Markets see their worst quarter in four years

  • 1 October 2015
  • From the section Business
Man watching Japanese stocks Image copyright Getty Images
Image caption A bad quarter: Falling Japanese stocks earlier this month

Global stock markets signed off on their worst three months in four years on Wednesday.

Markets saw falls of between 7% and 15% over the three months with the Shanghai index falling furthest, down 25%.

Confidence in stocks has been hit by the crisis in Greece, the Chinese slowdown and the threat of higher interest rates.

However, most markets ended the month with a final flourish, some making gains for the single day of over 2%.

On Wednesday, the Dow Jones, the main American index, ended up about 1.5%. The London FTSE 100 bounced up 2.58%

But the numbers for the major markets from July to September make for sobering reading.

  • Dow - 7.9%
  • FTSE 100 - 7.04%
  • Dax - 11.74%
  • Nikkei - 14.47%
  • Shanghai Composite - 24.69%

International Monetary Fund chief Christine Lagarde said: "On the economic front, there is... reason to be concerned. The prospect of rising interest rates in the United States and China's slowdown are contributing to uncertainty and higher market volatility,"

Greek crisis

The markets started the quarter in the throes of the Greek crisis. Many investors were convinced there would be no bailout, economic chaos in Europe, and a Greek exit from the eurozone.

That did not happen, but the European economic recovery has been anaemic at best.

And a mere week after the Greek agreement, China had a Black Friday with the Shanghai market falling over 6%, sending markets round the world into a tailspin.

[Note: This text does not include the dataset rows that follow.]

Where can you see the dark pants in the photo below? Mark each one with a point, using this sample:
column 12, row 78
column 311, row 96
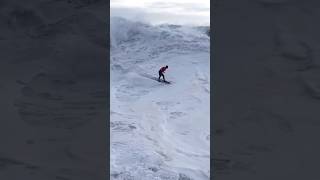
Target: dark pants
column 161, row 74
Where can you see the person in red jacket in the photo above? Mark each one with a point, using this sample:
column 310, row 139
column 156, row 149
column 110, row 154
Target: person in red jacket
column 161, row 71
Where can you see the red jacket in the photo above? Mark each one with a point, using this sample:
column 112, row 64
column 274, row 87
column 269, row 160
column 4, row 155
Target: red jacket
column 163, row 69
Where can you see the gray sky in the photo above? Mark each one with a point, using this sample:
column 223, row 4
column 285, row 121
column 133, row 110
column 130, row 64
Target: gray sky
column 190, row 12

Markets are often derided as wildly inaccurate economic barometers, but economists were agreed this indicated two very obvious facts: the Chinese stock markets were vastly over-valued, and the Chinese economy was slowing.

They were supported by a growing stream of weak economic figures coming out of China.

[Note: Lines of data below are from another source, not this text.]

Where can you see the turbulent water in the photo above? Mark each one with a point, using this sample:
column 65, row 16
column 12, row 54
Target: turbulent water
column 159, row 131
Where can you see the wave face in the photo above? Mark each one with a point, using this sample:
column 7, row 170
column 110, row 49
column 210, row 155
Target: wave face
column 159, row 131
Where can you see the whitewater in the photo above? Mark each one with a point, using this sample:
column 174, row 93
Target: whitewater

That then had a knock on effect on global commodity prices, trade and shipping, and battered the shares in the big mining and energy companies and their support services.

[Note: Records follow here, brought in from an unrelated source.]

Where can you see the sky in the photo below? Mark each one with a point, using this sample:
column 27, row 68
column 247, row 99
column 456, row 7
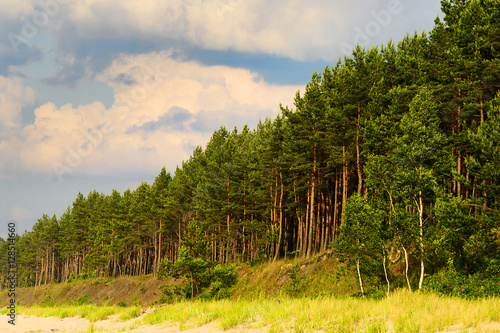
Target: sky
column 101, row 94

That hit the economies of commodity exporters like Australia, Brazil, Chile, and South Africa, weakening their currencies.


At the end of August China devalued its currency, the yuan, which caused another panic, as investors speculated the country was about to embark on a series of rapid devaluations to undercut its competitors.

With the benefit of hindsight the devaluation seems to have been what the Chinese government always claimed it was, part of a slew of reforms to allow market forces to dictate the value of its currency.

Ms Lagarde in her speech on Wednesday said: "China ... is in the midst of a fundamental and welcome transformation. It has launched deep structural reforms to lift incomes and living standards. These reforms will, by design, lead to a "new normal" of slower, safer, and more sustainable growth. "

But in the meantime the reforms are causing huge volatility in the world's markets.

On top of all this the US - and the UK too - are considering putting up interest rates.

US economy

While the Chinese slowdown has worried American investors, they have fears of their own that US shares are simply overvalued.

Next week sees the start of the third quarter reporting season for America's big companies, which is likely to dictate the mood of the market through to the year end.

Meanwhile, the numbers on the US economy have been ambiguous.

Figures for August showed a sharp 3.2% fall in exports as the weakening global economy and the strong dollar made U.S. goods more expensive for foreign buyers.

The August employment figures were disappointing, but not disastrous.

US economic growth was revised upwards showing an annualised growth rate of 3.9%. But the numbers were for the second quarter - before the summer turmoil.

But some economists believe the economy is strong enough to withstand a rate rise.

Peter Morici, business professor at the University of Maryland, said: "Overall, a Fed interest rate increase won't harm growth and jobs creation, and the Fed is likely to begin gradually raising rates at its October or December policymaking meetings."